You can improve the taste and freshness of your catch by following a few simple steps:

  • Quickly land and kill those fish you will keep. Extended fighting adversely affects the flavor of the meat. The longer a fish is played, the more lactic acid builds up in the muscle tissue. This adversely affects the ability of the fish to survive if it is released, or its taste and quality if frozen or preserved.

  • Don't let your catch flop about on rocks or in the bottom of your boat. Place your catch in a livewell or stun your catch with a sharp blow to the back of the head. Physical damage can occur to the muscle tissue while landing your catch. Fish have weaker connective tissue than other animals. Never handle a fish by the tail. Don't drop or toss your fish. Use a landing net whenever possible.

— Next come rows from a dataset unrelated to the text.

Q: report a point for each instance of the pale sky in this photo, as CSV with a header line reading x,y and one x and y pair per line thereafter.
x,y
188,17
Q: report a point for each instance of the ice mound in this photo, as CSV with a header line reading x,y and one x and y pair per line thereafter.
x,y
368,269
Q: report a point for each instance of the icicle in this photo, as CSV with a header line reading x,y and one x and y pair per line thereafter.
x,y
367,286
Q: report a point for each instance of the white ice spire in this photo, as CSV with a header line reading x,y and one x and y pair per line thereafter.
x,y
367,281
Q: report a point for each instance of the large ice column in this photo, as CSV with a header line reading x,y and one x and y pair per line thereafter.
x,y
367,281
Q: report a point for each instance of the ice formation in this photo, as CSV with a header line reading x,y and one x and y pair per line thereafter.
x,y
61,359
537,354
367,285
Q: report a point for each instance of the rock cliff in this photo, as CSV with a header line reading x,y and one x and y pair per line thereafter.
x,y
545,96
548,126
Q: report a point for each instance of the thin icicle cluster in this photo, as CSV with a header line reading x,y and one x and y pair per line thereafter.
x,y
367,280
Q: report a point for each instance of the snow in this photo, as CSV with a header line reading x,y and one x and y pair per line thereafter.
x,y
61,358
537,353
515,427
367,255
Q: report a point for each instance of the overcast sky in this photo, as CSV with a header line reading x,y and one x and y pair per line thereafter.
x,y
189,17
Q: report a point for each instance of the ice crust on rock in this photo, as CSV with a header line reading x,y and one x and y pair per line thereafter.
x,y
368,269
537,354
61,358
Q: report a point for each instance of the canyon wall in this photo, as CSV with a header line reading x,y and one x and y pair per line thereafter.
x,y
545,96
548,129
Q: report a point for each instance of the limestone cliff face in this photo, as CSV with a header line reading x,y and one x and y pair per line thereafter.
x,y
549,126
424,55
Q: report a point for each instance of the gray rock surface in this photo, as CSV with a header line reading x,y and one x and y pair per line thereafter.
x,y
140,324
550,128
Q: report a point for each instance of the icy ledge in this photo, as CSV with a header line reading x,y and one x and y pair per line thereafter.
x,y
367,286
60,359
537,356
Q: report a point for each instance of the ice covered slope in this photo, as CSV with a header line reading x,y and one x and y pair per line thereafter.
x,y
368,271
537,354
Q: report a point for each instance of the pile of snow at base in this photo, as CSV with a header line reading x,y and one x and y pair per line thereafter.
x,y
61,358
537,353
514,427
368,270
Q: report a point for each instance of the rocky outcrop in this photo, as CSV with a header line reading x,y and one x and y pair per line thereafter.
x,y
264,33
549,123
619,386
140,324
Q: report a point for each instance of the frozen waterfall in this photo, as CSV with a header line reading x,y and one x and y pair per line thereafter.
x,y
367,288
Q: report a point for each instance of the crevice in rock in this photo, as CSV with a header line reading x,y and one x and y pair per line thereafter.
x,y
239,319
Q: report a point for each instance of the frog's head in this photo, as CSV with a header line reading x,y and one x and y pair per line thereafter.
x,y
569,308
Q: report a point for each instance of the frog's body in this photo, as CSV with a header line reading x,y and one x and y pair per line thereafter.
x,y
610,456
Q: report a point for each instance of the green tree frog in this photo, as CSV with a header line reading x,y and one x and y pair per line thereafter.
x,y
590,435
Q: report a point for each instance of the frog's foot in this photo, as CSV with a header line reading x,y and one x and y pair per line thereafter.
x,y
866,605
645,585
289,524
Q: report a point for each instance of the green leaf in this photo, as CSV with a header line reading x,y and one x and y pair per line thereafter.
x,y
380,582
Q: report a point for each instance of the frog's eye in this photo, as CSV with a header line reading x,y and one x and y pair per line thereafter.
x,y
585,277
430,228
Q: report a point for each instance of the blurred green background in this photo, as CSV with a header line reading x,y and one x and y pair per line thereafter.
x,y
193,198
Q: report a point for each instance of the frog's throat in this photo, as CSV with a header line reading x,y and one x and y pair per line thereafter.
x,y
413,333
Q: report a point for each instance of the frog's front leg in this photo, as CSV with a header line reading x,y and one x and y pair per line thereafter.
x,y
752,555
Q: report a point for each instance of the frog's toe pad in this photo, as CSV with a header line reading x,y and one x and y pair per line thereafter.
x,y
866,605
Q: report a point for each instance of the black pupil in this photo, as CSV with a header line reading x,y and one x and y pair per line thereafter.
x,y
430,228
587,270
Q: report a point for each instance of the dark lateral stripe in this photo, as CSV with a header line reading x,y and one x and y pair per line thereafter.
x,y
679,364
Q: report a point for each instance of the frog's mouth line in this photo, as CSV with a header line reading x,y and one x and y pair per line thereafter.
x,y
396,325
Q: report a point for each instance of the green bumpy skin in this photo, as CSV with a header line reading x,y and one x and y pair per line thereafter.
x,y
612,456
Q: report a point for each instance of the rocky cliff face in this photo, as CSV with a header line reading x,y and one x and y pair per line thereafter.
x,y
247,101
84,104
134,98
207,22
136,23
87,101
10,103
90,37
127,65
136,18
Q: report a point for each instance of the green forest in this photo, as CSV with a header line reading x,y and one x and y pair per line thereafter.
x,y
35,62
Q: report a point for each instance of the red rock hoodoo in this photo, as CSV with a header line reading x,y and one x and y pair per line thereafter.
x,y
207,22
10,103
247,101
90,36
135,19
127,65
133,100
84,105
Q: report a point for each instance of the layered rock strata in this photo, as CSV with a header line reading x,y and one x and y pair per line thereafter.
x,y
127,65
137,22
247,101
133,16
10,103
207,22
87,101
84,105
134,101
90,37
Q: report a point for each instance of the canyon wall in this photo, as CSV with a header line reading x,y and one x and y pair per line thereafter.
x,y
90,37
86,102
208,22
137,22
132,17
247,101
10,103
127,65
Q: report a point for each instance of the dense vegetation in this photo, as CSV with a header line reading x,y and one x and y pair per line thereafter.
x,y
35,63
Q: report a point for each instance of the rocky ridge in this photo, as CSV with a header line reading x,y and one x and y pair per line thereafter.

  • Bleed your catch immediately. Bleeding your catch protects the flavor and increases storage life. Bleeding eliminates waste products, removes oxygen that leads to spoilage, and decreases the number of bacteria in the flesh. Breaking or cutting a gill arch (the heart continues to pump after you have stunned the fish) will remove much of the blood from the flesh.

  • Remove the gills and all blood and viscera from the body cavity. The internal organs contain millions of bacteria and numerous enzymes. Cleaning should be done immediately after killing and bleeding. Use a spoon or the back of your thumb to remove the kidney from along the spine. Use your thumb to gently push blood from between the ribs toward the spine.

  • Ice your catch. Icing preserves the quality of the meat by delaying deterioration. Pack ice inside the body cavity to lower the core temperature quickly. Pack your catch in ice until you can get it into long-term storage. Freezing inhibits the growth of bacteria. By glazing your fish with ice and using vacuum packing when freezing, your catch can still be very palatable after several months in the freezer.

  • KEEP ONLY WHAT YOU WILL USE. Selective harvest means that you keep what you will use and release the remainder of your catch unharmed. If a fish that is legal is bleeding from the gills or showing signs of undue stress, kill it and keep it as part of your bag limit. Because of size or bag limits, you may not be able to keep some fish that you think may die. Use tackle and lures that minimize the chance of injury to fish if you intend to release your catch. Avoid using bait if you are catching too many fish. Fish usually take bait more deeply than lures or flies. As you near the number of fish you can use and you want to keep fishing, switch to less effective tackle.